News From the Border

Providing the news from a different front but from a war that we must win as well! I recognize the poverty and desperate conditions that many Latinos live in. We, as the USA, have a responsibility to do as much as we can to reach out to aid and assist spiritually with the Gospel and naturally with training, technology and resources. But poverty gives no one the right to break the laws of another sovereign nation.

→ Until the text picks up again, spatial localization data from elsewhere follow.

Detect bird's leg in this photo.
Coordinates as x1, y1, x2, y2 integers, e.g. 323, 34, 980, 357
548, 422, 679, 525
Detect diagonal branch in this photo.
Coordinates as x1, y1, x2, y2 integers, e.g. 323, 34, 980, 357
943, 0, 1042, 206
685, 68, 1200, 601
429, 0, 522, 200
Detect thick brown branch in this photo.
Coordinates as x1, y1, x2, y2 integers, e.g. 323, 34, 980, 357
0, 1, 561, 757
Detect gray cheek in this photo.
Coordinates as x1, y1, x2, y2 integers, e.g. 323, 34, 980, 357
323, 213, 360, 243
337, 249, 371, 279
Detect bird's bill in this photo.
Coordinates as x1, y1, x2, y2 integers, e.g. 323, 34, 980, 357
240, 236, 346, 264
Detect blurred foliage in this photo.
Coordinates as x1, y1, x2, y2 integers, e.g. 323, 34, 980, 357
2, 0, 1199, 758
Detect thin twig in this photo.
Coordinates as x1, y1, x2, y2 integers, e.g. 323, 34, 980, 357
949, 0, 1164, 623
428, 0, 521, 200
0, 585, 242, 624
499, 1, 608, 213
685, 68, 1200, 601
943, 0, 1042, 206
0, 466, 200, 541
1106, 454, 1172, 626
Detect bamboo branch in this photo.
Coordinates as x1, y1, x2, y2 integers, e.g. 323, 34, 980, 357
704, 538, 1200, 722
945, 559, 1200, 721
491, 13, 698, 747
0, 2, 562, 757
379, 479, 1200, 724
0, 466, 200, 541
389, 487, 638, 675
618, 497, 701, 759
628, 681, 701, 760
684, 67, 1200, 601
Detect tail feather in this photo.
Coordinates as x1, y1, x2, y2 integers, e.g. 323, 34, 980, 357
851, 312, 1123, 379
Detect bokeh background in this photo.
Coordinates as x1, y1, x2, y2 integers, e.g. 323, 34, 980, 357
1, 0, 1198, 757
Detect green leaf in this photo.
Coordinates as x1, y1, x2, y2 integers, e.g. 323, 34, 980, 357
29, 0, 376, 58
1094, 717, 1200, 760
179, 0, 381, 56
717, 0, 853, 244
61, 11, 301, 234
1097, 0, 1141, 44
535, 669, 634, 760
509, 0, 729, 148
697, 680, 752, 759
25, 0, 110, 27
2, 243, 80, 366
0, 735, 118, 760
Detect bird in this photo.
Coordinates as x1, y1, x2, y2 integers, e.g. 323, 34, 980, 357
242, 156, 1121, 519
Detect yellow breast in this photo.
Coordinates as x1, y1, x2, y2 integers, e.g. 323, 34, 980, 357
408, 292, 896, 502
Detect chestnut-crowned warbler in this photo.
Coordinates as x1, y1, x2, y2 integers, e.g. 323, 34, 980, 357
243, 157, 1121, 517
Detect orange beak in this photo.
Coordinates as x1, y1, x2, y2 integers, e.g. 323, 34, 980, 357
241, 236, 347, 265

Saturday, January 20, 2007

Law would make Minutemen guilty of 'domestic terrorism'

'Patrolling to detect alleged illegal activity' while carrying any weapon would be felony

Posted: January 20, 2007 1:00 a.m. Eastern
By Jay Baggett

© 2007 WorldNetDaily.com

An Arizona lawmaker has introduced a bill to revise the state's statutes on organized crime and fraud by defining "domestic terrorism" in such a way that members of the Minuteman Project or other border-patrol groups could be prosecuted and forced to serve a minimum six-month jail term.

Rep. Kyrsten Sinema, D-Phoenix, introduced HB 2286 in the Arizona House on Thursday.

Sinema, formerly of the Green Party, had earlier submitted a bill asking the legislature to make changes to a law used to prosecute customers of immigrant smugglers as conspirators under Arizona's human trafficking law.

"None of us every dreamed it would be used in a co-conspirator fashion," Sinema said.

As WND reported, it was federal inaction that motivated Arizona lawmakers to approve the new law creating the crime of smuggling in 2005. Maricopa County District Attorney Andrew Thomas announced he would interpret the law to mean illegals caught with a smuggler could be prosecuted as co-conspirators if they paid a coyote to transport them across the border.

"If the customer pays a dope peddler money, he's violated the law," said Sheriff Joe Arpaio, who compares the relationship between coyotes and illegals to drug dealers and their customers. "(Here), they're paying for transport."

That law was upheld last year by a county judge after defense attorneys questioned its constitutionality. Last month, the same judge who upheld the law also overturned the first jury conviction of an illegal immigrant charged as a conspirator under the law, Associated Press reported.